Юниор кивнул. Это состояние он знал прекрасно.
– Он сказал мне: готов со мной разговаривать, если я могу выступить в качестве представителя цивилизации. Я сказал, что не являюсь одним из наиболее авторитетных. Он ответил, что понимает это, но говорить с находящимися на Земле трудно: слишком много помех связи и что разговор со мной будет носить предварительный характер. Я, понятно, согласился. Он дал мне координаты Анторы. Приблизившись, я убедился: сигнал действительно идет оттуда, хотя сверху никаких признаков пребывания там какой-то экспедиции не заметил. Но сигнал шел из определенной точки. Значит, Курьер был там. И он пригласил меня сесть на Антору.
Сениор помолчал.
– Ты ведь бывал там. Потом.
– Да. Видел «Просеку Сениора».
Старик насупился.
– О просеке не надо. Дойдет черед и до нее… Одним словом, раз ты бывал там, то соображаешь: на Анторе нельзя было найти хотя бы пятачок, на котором чего-нибудь да не росло.
– Говорят, все ботаники мечтают, если не удастся при жизни, то хоть после смерти попасть именно туда. При жизни это удается немногим избранным.
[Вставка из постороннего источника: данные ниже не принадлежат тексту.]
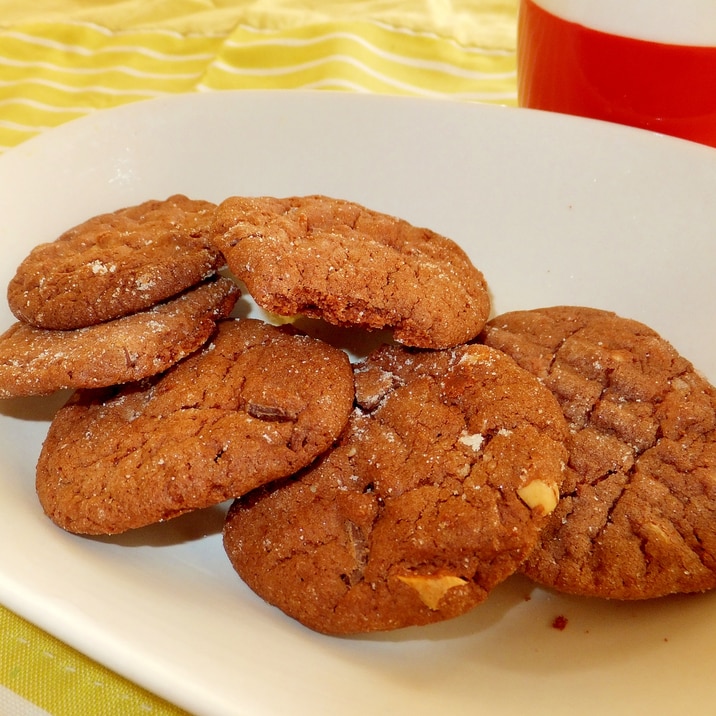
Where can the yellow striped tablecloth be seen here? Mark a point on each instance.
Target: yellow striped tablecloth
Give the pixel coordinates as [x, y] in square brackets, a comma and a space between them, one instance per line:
[61, 59]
– Да, ботанический рай… Но садиться там плохо. Я все же сел. Сошел с трапа – и уткнулся в стену. Стену стволов, переплетенных лианами, лиан, пронизанных кактусами, кактусов, щетинящихся шипами. А шипы со слоновый бивень и острые, как осиное жало; увешаны длинными, находящимися в безостановочном движении диковинными ветвями… Представь, что на Земле в свое время динозавры не погибли, а остались, съедая и топча все, что могло дать начало более совершенным родам и видам. На Анторе, мне кажется, именно это произошло с растениями. Они захватили все, и для других не осталось места. Короче, я сел и понял: с моим снаряжением тут делать нечего; опустись я даже в двухстах метрах от искомой точки, я не одолел бы эти джунгли и за полгода. Он все это время был на связи со мной. Я откровенно ему признался, что не вижу способов до него добраться. Он ответил в таком духе, что если мы, мол, настоящая цивилизация, то это не должно составлять для нас проблемы. Тогда я стартовал, нырнул в сопространство и вынырнул у базы. Там мне дали все, что я просил.
– Трюм-три.
– Комплекс номер три для освоения тяжелых планет.
– Я и сейчас вожу его с собой.
– Не совсем то. Потом уже я позаботился, чтобы набор несколько изменили. Короче, набил механизмами весь трюм. И думал, что решаю этим сразу две задачи. Первая – пробиться туда, к ним. И вторая, попутная: показать им, что мы достойны всяческого уважения, ибо отнюдь не являемся слабенькими. Сила, прежде всего сила – наш девиз с давних времен… Я вернулся на Антору. Курьер был там. Я постарался сесть поблизости. Но не вплотную: следовало думать и об их престиже, чувстве безопасности и так далее. А кроме того, надо было показать, что для нас не существует проблем такого рода.
– Наверное, ты был прав.
– Тогда мне тоже так казалось. На этот раз я мог расчистить площадку для себя в любом месте. С этого я и начал. Ну, ты представляешь, как это выглядело…
Юниор представлял. Он словно наяву увидел, как снижавшийся корабль завис, уравновесившись антигравами, над апокалиптическим хаосом джунглей; как подал положенную серию предупреждающих сигналов лучом и звуком, помедлил – и тут из опоясывавшего нижний корпус кольца один за другим устремились вниз свернутые тугими бубликами разряды, ослепительно яркие даже при дневном свете, красноватом на Анторе. Операция ноль, расчистка места для посадки. Импульсы шли частой чередой, взвивалось пламя, языки его поднимались выше самых высоких деревьев, внизу оглушительно шипело и фыркало, взрывалось, трещало, грохотало, извивалось, корчась в огне, сплеталось еще туже, закипали соки, затем все обугливалось, распадалось, оседало на грунт мелким порошком пепла, сквозь который со свистом прорывались гейзеры раскаленного пара, временами закрывавшего все происходящее черно-белой пеленой. Так продолжалось, должно быть, около получаса. Потом импульсы прекратились, пелена понемногу разошлась, стала видна оплавленная, отблескивавшая под солнцем, изборожденная трещинами почва – твердое покрытие, на которое можно было садиться без малейшей опаски. Корабль плавно скользнул вниз и мягко сел. Вершина его поднималась над уцелевшим лесом, словно бы почтительно отступившим в сторону.